$SA=AT$, where $S$ and $T$ have no eigenvalues in common. Prove by induction that $(T-\lambda I)^kv=0$ implies that $Av=0$.
Here is what I have so far:
$k=1$: $$ (T-\lambda I)v=0 $$$$ Tv=\lambda v $$$$ SAv=ATv=\lambda Av $$$$ SAv=\lambda Av $$ $Av$ must equal $0$ because $S$ and $T$ share no eigenvectors.

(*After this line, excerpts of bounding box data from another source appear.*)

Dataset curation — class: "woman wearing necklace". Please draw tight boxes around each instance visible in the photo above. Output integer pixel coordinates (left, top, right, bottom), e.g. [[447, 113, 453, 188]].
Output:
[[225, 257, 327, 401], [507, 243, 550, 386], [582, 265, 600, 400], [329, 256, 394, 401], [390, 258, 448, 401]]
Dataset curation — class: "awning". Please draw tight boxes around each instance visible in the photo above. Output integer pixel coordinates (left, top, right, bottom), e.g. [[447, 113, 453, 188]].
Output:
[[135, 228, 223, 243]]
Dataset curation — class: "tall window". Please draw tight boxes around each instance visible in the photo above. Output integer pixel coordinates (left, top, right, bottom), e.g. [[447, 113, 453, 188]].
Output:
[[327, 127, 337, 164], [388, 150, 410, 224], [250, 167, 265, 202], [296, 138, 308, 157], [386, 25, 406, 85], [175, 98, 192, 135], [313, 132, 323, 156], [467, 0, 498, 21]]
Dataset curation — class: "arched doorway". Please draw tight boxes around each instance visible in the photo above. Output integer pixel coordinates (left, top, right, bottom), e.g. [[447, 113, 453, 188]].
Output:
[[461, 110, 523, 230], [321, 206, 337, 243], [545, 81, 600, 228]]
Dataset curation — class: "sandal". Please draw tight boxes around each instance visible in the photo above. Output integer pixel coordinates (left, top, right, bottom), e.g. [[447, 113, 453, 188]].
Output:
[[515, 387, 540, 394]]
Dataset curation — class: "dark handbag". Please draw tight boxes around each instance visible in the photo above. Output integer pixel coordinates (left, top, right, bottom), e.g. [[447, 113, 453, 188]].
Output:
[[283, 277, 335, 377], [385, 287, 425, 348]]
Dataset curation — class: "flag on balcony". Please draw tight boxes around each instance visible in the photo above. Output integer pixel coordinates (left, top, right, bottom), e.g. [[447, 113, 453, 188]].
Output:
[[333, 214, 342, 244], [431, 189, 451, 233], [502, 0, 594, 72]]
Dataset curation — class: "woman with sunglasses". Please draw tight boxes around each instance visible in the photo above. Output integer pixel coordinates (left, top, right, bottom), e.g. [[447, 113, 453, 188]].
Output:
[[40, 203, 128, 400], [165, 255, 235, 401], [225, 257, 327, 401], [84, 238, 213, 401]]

$k=n$: $$ (T-\lambda I)^nv=0 \textrm{ implies } Av=0 $$
$k=n+1$: now what?
Split the $k=n+1$ case into: $$ 0 = (T-\lambda I)^{n+1} v = (T - \lambda I)^n (T - \lambda I) v := (T - \lambda I)^n w $$ where $w = (T- \lambda I)v$. Now use the inductive step to conclude that $Aw = 0$.
This implies that $$ A(T - \lambda I)v = 0 \\ ATv = \lambda A v \\ S(Av) = \lambda (Av) $$ Hence $\lambda$ is an eigenvalue of $S$. But we know that $\lambda$ is an eigenvalue of $T$, and so $Av = 0$.